The International Monetary Fund (IMF) has agreed to reduce the reserve target to $18 billion from $20.10 billion for the fiscal year ending June 30, 2024.

The IMF has also requested a detailed plan on how Bangladesh will increase its reserves in the future, according to sources from a meeting between the IMF and the finance ministry.

The meeting was held on Monday in the ministry’s conference room.

The Bangladeshi delegation was led by Finance Division Additional Secretary Shirajun Noor Chowdhury, and the IMF delegation was led by Chris Papageorgiou, chief of the Development Macroeconomics Division in the Research Department.

The meeting, which saw attendance from officials of both parties, is set to continue until May 8.

Requesting anonymity, officials present at the meeting told The Business Post that the IMF delegation made its observations on two issues, but obtaining the next instalment of the loan will not be a problem. The lender will release their third tranche in May. In the meantime, the government will work on ways to increase revenue collection.

It is expected that the benefits will come in the upcoming budget for FY 2024-25. It cannot yet be said that the government is failing the revenue collection target of the ongoing fiscal year 2023-24. There was a negative trend until February, but the main portion of the revenue is collected in the last two months of FY24, which means the government is working to meet the target, they said.

The $4.7 billion loan programme with the IMF is still ongoing. Bangladesh has already received two instalments, and now the process of obtaining the third instalment is underway. The IMF team is now in Dhaka to review the measures taken to fulfil the 38 conditions given for the loan.

The IMF delegation has started a series of meetings with officials from the Ministry of Finance and other ministries and government agencies to review the fulfilment of the 38 conditions associated with the loan.

The IMF board approved the $4.7 billion loan over three and a half years on January 30 and set several conditions.

Bangladesh, so far, has received two instalments of this loan after meeting nearly all conditions, except those related to reserves.

The third instalment is due in June, following a review of compliance with loan conditions up to December.

Bangladesh received the first instalment in February 2023 and the second in December 2023. However, it did not fully meet the time-specific targets before receiving the second instalment, particularly the foreign currency reserve targets set for the end of June.

The actual reserves at the end of last December were $16.75 billion, whereas they were supposed to be $26.8 billion.

The IMF approved a formal request from Bangladesh to reduce these reserve targets, and new targets were set at the end of December at $17.78 billion.

In March this year, Bangladesh could not achieve the net reserves target. The actual reserves at the end of March were supposed to be $19.26 billion, but in reality, the amount was around $15 billion.
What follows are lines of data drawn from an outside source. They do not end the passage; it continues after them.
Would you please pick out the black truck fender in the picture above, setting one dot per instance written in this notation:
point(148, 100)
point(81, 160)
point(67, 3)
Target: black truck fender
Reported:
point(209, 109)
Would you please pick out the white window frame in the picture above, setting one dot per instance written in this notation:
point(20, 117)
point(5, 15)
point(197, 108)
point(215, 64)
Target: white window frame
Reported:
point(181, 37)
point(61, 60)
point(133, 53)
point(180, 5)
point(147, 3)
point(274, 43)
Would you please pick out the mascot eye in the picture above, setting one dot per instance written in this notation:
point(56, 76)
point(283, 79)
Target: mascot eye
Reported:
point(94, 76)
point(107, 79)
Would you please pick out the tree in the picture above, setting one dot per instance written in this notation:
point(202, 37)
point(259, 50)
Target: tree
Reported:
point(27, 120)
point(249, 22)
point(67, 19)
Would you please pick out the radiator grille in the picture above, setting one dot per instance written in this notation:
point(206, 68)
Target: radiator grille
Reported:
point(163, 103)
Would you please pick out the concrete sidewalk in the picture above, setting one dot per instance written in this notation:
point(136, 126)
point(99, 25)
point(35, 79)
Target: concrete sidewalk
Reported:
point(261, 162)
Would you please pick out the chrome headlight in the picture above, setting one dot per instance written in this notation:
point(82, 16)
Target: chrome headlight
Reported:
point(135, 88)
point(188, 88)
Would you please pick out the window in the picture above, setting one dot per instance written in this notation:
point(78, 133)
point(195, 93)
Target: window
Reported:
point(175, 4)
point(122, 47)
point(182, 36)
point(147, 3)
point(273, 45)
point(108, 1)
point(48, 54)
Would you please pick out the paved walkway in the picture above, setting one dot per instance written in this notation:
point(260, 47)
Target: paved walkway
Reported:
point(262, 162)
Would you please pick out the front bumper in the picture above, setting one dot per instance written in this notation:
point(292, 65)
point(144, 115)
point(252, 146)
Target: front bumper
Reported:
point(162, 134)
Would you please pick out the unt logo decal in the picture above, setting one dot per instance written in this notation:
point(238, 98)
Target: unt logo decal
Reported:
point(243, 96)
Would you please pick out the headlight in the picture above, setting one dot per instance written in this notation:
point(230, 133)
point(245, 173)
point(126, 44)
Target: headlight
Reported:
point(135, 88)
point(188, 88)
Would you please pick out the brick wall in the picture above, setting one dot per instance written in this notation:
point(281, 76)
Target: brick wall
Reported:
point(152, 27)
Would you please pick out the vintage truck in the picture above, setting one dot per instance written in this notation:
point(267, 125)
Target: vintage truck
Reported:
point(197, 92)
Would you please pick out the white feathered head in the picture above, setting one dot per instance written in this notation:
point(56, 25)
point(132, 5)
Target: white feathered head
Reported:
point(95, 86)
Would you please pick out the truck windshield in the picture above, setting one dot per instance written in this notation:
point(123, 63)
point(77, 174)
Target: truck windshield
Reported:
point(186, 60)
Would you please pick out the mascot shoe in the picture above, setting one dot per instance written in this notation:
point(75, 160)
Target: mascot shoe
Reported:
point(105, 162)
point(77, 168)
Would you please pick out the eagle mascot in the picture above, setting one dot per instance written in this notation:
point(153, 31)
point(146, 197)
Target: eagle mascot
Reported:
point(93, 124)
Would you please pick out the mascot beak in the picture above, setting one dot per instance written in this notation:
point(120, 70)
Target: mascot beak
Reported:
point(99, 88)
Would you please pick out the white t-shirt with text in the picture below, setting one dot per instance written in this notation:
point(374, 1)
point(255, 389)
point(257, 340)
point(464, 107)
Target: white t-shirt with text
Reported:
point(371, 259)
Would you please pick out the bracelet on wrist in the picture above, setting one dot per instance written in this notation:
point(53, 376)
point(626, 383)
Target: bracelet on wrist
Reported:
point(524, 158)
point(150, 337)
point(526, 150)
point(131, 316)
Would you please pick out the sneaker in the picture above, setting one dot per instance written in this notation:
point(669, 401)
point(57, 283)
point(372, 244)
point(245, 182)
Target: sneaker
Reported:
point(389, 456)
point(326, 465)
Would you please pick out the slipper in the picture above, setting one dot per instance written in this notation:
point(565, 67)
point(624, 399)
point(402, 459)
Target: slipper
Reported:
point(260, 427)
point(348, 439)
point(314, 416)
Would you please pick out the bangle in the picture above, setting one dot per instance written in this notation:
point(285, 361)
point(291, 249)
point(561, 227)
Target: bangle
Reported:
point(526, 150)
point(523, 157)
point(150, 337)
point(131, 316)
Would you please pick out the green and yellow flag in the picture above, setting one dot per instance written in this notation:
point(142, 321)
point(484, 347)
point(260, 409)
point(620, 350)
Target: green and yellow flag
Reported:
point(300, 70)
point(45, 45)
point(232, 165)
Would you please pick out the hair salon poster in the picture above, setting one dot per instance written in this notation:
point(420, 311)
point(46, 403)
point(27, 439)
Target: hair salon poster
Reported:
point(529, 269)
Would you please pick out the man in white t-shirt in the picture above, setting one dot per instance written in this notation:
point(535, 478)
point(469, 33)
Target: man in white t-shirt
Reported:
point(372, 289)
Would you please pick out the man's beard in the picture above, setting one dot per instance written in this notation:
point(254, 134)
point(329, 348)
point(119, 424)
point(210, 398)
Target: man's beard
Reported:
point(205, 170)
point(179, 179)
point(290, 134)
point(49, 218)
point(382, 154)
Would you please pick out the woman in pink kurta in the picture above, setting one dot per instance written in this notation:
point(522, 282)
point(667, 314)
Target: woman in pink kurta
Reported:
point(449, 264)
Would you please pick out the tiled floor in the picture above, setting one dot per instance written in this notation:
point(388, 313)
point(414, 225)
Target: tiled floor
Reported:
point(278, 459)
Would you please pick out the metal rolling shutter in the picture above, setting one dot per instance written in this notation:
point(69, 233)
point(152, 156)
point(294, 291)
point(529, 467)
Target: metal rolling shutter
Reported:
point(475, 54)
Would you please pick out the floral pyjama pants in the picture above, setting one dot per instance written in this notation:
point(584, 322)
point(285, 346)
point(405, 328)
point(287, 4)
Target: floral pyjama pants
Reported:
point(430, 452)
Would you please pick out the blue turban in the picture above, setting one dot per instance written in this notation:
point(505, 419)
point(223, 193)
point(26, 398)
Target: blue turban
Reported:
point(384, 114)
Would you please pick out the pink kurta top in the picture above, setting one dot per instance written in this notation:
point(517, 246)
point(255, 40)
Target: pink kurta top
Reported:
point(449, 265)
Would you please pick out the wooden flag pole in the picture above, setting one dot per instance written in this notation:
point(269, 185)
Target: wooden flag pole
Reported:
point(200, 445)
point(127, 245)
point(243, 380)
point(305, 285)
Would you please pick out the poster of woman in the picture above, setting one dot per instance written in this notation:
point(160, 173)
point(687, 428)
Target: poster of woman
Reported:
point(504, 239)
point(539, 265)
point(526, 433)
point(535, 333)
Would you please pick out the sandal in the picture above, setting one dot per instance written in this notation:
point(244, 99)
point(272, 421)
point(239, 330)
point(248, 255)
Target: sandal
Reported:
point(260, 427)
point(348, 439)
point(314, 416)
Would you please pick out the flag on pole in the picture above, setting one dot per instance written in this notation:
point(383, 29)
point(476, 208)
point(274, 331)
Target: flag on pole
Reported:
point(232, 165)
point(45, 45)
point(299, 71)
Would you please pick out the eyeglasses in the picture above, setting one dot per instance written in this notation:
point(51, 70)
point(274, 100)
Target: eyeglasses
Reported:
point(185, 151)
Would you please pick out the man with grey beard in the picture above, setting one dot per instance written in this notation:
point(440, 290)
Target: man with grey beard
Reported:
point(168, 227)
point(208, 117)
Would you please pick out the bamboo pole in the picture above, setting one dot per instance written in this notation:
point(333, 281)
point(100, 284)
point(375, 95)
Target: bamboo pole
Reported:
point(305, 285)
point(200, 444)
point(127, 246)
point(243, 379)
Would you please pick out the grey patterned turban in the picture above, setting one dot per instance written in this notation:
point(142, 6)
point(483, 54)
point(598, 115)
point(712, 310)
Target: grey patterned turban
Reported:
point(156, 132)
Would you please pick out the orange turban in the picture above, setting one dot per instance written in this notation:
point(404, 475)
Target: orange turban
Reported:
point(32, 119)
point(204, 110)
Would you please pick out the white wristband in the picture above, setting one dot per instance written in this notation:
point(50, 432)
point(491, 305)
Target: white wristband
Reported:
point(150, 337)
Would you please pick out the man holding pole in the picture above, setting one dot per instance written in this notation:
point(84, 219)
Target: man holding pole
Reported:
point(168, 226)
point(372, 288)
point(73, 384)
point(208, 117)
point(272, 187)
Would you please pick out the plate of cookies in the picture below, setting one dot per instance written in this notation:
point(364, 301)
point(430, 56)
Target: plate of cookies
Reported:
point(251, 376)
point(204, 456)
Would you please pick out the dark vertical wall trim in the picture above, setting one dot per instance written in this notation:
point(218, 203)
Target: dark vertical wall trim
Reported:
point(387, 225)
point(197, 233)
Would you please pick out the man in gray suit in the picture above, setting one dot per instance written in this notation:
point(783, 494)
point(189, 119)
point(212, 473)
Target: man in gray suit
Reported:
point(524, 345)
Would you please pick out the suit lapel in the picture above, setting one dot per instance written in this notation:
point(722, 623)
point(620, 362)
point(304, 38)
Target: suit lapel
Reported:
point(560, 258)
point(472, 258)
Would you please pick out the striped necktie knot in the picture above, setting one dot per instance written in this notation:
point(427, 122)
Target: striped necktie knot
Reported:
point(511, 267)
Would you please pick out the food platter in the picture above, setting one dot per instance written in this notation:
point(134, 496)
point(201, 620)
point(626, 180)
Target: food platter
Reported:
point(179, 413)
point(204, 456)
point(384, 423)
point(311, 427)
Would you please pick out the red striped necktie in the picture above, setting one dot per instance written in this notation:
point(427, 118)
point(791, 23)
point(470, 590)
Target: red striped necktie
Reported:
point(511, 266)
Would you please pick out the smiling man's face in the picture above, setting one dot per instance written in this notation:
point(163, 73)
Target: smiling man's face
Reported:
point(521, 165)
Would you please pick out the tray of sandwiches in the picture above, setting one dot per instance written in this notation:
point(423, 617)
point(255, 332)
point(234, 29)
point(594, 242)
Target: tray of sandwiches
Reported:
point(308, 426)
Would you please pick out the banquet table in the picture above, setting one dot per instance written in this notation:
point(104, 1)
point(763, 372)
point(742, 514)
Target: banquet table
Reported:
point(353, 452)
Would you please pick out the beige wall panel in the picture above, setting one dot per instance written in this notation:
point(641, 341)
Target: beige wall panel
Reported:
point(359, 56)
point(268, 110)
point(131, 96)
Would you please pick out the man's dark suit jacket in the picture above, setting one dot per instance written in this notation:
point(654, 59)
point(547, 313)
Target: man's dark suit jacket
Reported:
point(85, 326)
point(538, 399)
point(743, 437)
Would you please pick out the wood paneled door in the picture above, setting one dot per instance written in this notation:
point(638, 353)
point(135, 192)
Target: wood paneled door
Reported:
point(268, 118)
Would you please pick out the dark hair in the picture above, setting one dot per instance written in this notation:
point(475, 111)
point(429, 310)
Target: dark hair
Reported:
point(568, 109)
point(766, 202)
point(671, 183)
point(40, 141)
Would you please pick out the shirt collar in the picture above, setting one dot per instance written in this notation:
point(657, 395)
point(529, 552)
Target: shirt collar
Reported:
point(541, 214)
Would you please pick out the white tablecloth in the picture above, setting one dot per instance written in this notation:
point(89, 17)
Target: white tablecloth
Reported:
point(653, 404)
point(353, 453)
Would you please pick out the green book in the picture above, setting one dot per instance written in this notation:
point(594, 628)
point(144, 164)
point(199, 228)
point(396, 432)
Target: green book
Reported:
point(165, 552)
In June last year, the target was $23.7 billion, but the net reserves were at $19.5 billion.

Bangladesh Bank Governor Abdur Rouf Talukder hopes that the third instalment will be cleared without any problem.

After the Spring Meetings of the World Bank Group and the IMF in Washington, DC, on April 16, he told journalists that there would be no difficulty in obtaining the next tranche as 90 per cent of the conditions have been met.

According to the IMF, net reserves are the actual or usable reserves. Bangladesh Bank is obligated to maintain these net reserves on a quarterly basis as per IMF conditions.

Alongside failing to preserve net reserves, Bangladesh has also not met its revenue collection targets.